Intervista a RBMA Radio, 2015
Nel volgere di un semestre, O Superman (for Massenet) illumina d’immenso un 33 giri d’esordio sublime e sul serio epocale. In retrospettiva ha poco senso separare Big Science e Mister Heartbreak per la comune provenienza da United States I-IV e ancor più in ragione di spartiti qui ombrosi e là attraversati da una peculiare solarità, ma che a ben sentire non mostrano cesure. Le due dimensioni si intersecano in gemme che, cancellando la distinzione tra organico e sintetico e impreziosite da testi di rara profondità, indagano la realtà per metterne in luce l’inatteso che nasconde.
Scrosciano gli applausi per il jazz robotico e i sapori circensi della tesa From the Air, per una lunare title track, per le volute insieme cosmiche e terrigne in scia ai Kraftwerk di Let X = X e It Tango. A un’eterea Walking & Falling replica il folk celtico trasfigurato omaggiando l’anima affine Yōko Ono di Sweaters, per la minimale sospensione cameristica Born, Never Asked (la rileggeranno gli Spiritualized: tutto dire) ci sono gli intarsi di multilinguismo, ottoni vivaci e sghemba aria popolaresca di Example #22.

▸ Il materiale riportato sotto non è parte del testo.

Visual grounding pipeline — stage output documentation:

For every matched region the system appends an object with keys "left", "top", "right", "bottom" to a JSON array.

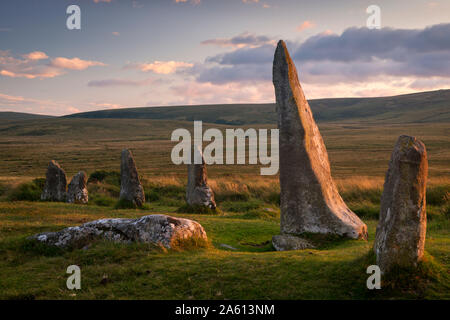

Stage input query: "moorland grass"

Imprendibile e personalissimo, Big Science, come si conviene a chi schifa e schiva le categorie e nell’anno di Orwell svela la propria concezione del pop. Mandato nei negozi il giorno di San Valentino, l’obliquo ed eccentrico Mister Heartbreak si appiccica alla stessa memoria con la quale lavora, dispiegando ricordi di futuri immaginari però possibili, exotica riscoperta in largo anticipo, saggi di etnografia da laboratorio. Un valore aggiunto è rappresentato dai musicisti, prestigiosi e abili a inserirsi nella visione d’insieme: la fantasiosa chitarra di Adrian Belew, il basso plastico di Bill Laswell, l’apparato ritmico raffinato e puntuale di Anton Fier e Van Tieghem, la partecipazione sul serio straordinaria di William Burroughs, Peter Gabriel, Nile Rodgers.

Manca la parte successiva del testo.